Un nuovo partenariato tra Europa e America Latina-Caraibi: la Dichiarazione di Santa Marta 2025

La Dichiarazione di Santa Marta 2025 nasce dall’incontro di organizzazioni sociali, sindacali, femministe, ambientaliste e per i diritti umani provenienti da Europa, America Latina e Caraibi, riunite in occasione del vertice UE-CELAC. Il documento, a cui COSPE -presente fin dagli esordi della sua storia in America Latina- aderisce, rappresenta un appello per ridefinire le relazioni biregionali su basi più giuste, sostenibili e inclusive, ponendo al centro la “transizione giusta” e la difesa dei diritti umani, sociali e ambientali.
La dichiarazione riconosce un rinnovato impegno nelle relazioni tra Unione Europea e America Latina-Caraibi, ma denuncia come le attuali dinamiche economiche e commerciali perpetuino modelli estrattivisti, disuguaglianze storiche e concentrazioni di potere economico. Questi modelli, eredità del colonialismo, relegano la regione latinoamericana al ruolo di fornitrice di materie prime, mentre la maggior parte del valore aggiunto viene generato altrove, aggravando la dipendenza e limitando lo sviluppo locale.
Inoltre, la dichiarazione chiede di riformare i meccanismi finanziari internazionali e affrontare la crescente crisi del debito, che ostacola il raggiungimento degli obiettivi di sviluppo sostenibile.
Le organizzazioni firmatarie sostengono gli accordi internazionali sul clima e la biodiversità (COP26, COP27, COP16, Accordo di Parigi) e ribadiscono l’urgenza di una decarbonizzazione equa e inclusiva, l’accesso universale alle energie rinnovabili e la lotta alla povertà energetica.

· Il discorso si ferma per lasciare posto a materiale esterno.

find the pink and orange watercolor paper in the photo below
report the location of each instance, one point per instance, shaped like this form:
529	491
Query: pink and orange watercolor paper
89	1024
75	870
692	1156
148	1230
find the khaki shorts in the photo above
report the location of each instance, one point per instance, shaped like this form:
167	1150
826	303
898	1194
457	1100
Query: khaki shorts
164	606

Si chiede di superare i modelli estrattivisti, promuovendo la pace attraverso la giustizia sociale e ambientale, e tutelando i diritti di lavoratori, donne, giovani, persone con disabilità, piccoli agricoltori e popolazioni indigene.
La dichiarazione condanna infine il degrado ambientale e le violazioni dei diritti umani legate all’estrazione mineraria, chiedendo il rispetto del consenso libero, preventivo e informato delle comunità coinvolte, in linea con la Convenzione 169 dell’OIL e l’Accordo di Escazú.
Le nuove iniziative strategiche europee, come il Global Gateway, sono invece ancora marcatamente estrattiviste mirate a privilegiare gli interessi delle imprese europee a discapito dello sviluppo locale, della lotta alla povertà e della tutela dei diritti umani. Per tutto questo, la società civile riunite in un vertice parallelo a quello dei leader mondiali, chiede una revisione urgente degli accordi commerciali, sostituendo la logica estrattivista con un quadro di commercio equo, democratico e sostenibile e lancia un appello a UE e America Latina-Caraibi affinché, rappresentando insieme un terzo dei membri delle Nazioni Unite, promuovano un nuovo modello commerciale globale, fondato su giustizia climatica, equità sociale e sviluppo sostenibile. Senza processi equi, giustizia sociale e protezione sociale, non può esserci una transizione giusta; senza partecipazione, non c’è democrazia.